Inserting data into a linked list.
  1. The data is wrapped in a new node created with new
  2. The link in the new node is set to point to the node following the insertion point
  3. The link in the node preceding the insertion point is set to point to the new node
Recall that an address is an integer, so steps 2 and 3 are just integer assignment operations, among the fastest computer operations. Contrast this animation with the animation in Figure 4.
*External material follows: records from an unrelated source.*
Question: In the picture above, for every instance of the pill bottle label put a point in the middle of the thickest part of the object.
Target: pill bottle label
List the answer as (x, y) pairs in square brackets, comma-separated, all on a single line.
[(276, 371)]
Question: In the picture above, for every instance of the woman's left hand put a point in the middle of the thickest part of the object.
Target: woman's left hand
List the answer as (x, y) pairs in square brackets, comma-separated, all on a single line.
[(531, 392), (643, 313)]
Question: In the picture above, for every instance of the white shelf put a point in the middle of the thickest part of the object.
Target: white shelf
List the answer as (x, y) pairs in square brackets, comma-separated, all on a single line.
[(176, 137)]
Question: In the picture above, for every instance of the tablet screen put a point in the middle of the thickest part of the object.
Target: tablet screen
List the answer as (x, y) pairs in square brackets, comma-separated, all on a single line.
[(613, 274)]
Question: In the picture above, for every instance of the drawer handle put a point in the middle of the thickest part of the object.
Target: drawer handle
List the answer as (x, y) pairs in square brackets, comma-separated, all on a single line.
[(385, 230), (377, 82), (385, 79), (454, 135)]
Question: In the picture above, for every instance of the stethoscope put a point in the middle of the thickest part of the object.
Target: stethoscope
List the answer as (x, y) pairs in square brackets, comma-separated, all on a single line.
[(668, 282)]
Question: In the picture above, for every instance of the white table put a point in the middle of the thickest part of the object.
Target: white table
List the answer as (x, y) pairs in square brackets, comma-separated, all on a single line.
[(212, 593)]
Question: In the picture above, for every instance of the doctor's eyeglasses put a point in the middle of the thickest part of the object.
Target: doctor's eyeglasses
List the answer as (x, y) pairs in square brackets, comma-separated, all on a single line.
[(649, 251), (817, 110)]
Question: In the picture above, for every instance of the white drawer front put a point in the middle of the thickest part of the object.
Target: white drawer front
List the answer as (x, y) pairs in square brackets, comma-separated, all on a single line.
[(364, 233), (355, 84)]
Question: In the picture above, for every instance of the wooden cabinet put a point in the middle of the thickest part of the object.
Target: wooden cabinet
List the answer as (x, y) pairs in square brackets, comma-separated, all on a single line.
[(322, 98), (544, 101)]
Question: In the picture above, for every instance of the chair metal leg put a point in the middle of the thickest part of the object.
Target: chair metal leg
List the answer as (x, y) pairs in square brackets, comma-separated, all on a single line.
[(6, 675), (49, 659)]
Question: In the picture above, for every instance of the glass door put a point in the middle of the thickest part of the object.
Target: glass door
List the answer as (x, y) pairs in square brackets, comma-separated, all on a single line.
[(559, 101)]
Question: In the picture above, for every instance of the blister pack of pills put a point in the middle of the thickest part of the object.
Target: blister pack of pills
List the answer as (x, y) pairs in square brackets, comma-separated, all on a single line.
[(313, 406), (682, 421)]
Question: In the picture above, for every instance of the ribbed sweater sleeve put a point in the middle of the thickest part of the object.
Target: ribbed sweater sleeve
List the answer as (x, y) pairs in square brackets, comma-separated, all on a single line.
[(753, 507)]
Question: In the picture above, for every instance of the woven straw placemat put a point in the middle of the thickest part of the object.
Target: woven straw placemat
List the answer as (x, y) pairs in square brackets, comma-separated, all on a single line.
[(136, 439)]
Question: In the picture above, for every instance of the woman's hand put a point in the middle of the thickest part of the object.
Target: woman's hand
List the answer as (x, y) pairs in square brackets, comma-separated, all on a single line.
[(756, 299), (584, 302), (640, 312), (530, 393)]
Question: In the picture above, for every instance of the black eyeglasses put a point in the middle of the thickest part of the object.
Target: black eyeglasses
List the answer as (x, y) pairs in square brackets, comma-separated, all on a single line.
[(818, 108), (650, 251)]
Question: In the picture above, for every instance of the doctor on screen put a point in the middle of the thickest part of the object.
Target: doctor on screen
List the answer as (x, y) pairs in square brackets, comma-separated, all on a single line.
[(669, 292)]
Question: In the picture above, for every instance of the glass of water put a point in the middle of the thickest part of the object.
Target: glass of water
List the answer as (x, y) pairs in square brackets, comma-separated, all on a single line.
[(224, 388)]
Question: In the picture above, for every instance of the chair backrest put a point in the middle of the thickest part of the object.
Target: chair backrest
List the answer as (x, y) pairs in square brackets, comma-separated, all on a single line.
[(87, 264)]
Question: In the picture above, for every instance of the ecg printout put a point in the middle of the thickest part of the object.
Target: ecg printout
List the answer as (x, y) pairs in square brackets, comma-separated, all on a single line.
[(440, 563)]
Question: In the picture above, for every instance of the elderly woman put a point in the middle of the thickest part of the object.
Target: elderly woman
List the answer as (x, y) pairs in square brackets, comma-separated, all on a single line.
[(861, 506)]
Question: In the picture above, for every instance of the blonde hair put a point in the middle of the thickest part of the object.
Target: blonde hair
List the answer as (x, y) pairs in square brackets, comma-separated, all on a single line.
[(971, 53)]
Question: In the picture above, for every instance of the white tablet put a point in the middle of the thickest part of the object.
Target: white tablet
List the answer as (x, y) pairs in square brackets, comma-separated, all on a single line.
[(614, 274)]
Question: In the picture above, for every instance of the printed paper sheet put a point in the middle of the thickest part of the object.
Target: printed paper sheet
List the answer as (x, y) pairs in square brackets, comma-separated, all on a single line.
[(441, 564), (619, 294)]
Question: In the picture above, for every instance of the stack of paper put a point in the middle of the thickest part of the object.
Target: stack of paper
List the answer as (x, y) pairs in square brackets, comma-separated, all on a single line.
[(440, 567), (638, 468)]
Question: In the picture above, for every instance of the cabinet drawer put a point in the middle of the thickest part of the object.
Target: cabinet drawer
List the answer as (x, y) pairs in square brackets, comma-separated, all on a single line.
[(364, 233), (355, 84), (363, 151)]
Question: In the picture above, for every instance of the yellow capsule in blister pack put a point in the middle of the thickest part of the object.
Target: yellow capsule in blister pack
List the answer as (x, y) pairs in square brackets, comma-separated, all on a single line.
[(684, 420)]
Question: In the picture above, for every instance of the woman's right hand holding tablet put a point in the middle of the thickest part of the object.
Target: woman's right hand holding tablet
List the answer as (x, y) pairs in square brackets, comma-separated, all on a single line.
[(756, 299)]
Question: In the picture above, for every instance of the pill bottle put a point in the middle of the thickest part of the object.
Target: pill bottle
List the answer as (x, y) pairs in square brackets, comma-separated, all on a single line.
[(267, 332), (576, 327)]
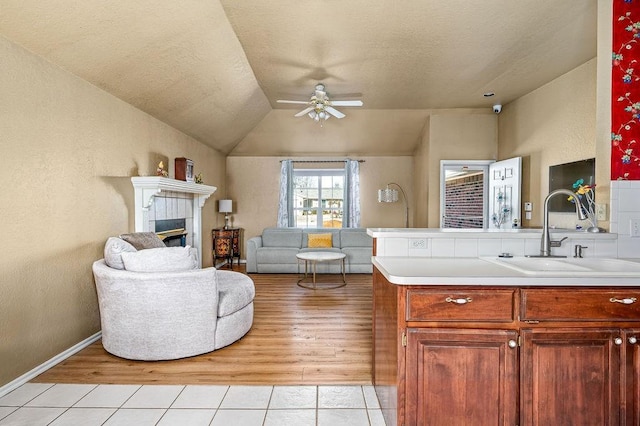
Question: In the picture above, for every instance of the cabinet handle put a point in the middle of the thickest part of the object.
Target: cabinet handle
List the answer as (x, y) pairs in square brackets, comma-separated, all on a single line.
[(458, 301), (625, 301)]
We conclude with a few simplified code fragments implementing a linked list append operation. The code illustrates some of the pointer operators introduced in the chapter. The code is a brief introduction and may seem mysterious now, but it will become understandable as you continue your studies. The following statements assume the program has a class named node that has:

  1. A data field represented as a single variable: char data;.
  2. A link field, implemented as a pointer to a node: node* link;.
node list;			// (a)
list->link = nullptr;		// (b)
	.			// (c)
	.
	.

node*	l = &list;		// (d)

while (l->link != nullptr)	// (e)
    l = l->link;
    
node*	temp = new node();	// (f)
temp->data = d;			// (g)
temp->link = nullptr;		// (h)
l->link = temp;			// (i)
Appending a new node at the end of a list. Appending a node is a special, simple case of the more general insertion problem illustrated in Figure 5. The new data's address is stored in the pointer variable d (perhaps a function parameter) as the code fragment begins.
  1. The program creates the first list node, named list, as an automatic variable. The program "holds on to" list and uses it to access all the list data.
  2. Many list operations, for example (e), require programmers to initialize the link field in the first node.
  3. The ellipses represent the program adding nodes to the list.
  4. The statement initializes variable l (lowercase L) to point to the first node in the list. The program uses the variable to "walk the list" (i.e., follow the links from the first to the last node).
  5. The loop finds the last node in the list. It begins with l pointing to the first list node and continues while the link in that node is not nullptr. The program advances l to the next node in the list with the assignment statement.
  6. The last four statements, (f) through (i), implement the append operation. The first creates a new node to hold the data.
  7. The statement stores the data in the new node.
  8. The statement sets the new node's link to nullptr, indicating it is the new list end.
  9. l points to the current last list node. The program updates its link to point to the new last node.
A linked list looks like a string of sausages tied together with string. The string is the pointers in each 'sausage.' The program creates the first node or 'sausage' on the stack. In this illustration, the first node is named 'list.'
The memory layout of the list created in Figure 6. The first node in the list, named list, is allocated as an automatic variable on the stack. The program dynamically allocates the remaining nodes on the heap with new. The "ground" symbol shown in the last node's link field is an alternate way of indicating the link contains nullptr.
for (node* l = &list; l != nullptr; l = l->link)
	cout << l->data << endl;
Displaying all the data in a list. Sequentially examining each data structure node is called "walking," and examining a specific node is called "visiting." So, to display all the data in a list, we walk the list and visit each node.